Hate, a black mass of hate. A black screen washes over the wall. Then the wall forms into a mirror and Jim sees himself sitting in the kitchen, a gloomy old man, in front of a steaming cup of coffee. Jim rests his eyes, listlessly, at his own reflection.

Then he feels only hate. And he hates himself, the old man in the mirror, more than anything…

But then he exhales, loosens up. He smiles at himself, a goofy, toothy grin.

He is secretly happy none of his kids were athletes. He probably wouldn’t have stopped any of his kids from playing football. But he wouldn’t wish the way he wakes up feeling, every day, on anyone. He wouldn’t wish the animosity he feels… At least his kids didn’t have to be him…

The walls shift back to white and Jim notices there’s the burning garbage smell again, which squelches Jim’s appetite. He rises from the stool, flings the remainder of his food in the garbage.

Then he closes his phone, dumps the rest of his coffee in the sink. After dumping the coffee, he sees the dishes are gone. Perhaps he’d already placed them in the dishwasher. He can’t remember.

But he feels better.

His body is looser, less painful.
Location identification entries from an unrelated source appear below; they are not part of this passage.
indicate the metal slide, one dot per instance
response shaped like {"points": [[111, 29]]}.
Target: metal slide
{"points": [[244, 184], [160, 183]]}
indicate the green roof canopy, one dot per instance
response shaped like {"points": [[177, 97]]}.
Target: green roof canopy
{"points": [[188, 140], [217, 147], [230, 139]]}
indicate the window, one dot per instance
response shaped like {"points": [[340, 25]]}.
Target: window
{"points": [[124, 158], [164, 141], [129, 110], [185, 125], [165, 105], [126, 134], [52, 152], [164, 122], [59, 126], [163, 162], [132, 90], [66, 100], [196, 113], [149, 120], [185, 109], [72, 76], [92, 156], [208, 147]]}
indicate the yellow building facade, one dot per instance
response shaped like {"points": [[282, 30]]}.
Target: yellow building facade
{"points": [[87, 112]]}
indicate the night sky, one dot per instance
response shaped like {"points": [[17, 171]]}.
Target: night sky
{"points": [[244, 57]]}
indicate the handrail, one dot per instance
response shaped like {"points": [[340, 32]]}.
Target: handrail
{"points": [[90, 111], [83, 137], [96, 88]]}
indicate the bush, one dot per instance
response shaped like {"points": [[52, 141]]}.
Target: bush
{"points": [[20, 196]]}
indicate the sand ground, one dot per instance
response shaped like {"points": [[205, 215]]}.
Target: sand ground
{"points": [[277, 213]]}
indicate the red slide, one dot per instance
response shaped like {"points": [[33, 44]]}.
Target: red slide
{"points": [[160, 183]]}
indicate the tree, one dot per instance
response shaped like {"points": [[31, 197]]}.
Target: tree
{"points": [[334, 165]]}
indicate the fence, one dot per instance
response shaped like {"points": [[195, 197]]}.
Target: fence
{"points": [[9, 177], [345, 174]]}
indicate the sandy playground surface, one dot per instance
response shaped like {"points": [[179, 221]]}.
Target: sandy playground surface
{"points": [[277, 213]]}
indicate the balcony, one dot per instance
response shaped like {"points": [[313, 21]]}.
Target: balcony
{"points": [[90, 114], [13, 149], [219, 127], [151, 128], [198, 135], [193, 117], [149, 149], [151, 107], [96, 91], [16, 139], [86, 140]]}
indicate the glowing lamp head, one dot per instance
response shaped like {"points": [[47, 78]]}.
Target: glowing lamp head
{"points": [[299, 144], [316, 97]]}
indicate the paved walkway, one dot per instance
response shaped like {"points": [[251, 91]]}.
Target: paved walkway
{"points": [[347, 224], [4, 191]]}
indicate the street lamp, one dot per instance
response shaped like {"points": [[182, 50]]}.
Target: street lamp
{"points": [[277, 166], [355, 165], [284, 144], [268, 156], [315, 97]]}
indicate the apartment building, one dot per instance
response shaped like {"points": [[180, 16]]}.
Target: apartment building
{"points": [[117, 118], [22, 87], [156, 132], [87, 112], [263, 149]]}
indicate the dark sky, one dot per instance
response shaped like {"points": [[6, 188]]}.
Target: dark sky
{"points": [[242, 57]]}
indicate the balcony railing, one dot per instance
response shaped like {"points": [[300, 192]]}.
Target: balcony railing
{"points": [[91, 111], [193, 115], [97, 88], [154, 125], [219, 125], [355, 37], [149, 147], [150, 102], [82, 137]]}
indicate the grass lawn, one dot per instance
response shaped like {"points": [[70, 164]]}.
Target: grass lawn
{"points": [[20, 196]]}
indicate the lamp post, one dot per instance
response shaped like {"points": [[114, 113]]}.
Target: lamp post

The oxycontin is in full swing, coursing through his bloodstream, easing his worn joints.

Then he’s in his long black leather jacket, the Terminator-style trench coat, and is out the door, intrepidly, and is moving quicker and easier. Then he’s in the driveway, peering up at the sky. It’s cleared up and is blue, bluer than a swimming pool, Jim ponders.

Perhaps the day will be different. It’ll be a success. His heartbeat slows. Tranquility and warmth overtake him. But when he opens the car door, though, he’s in for a surprise.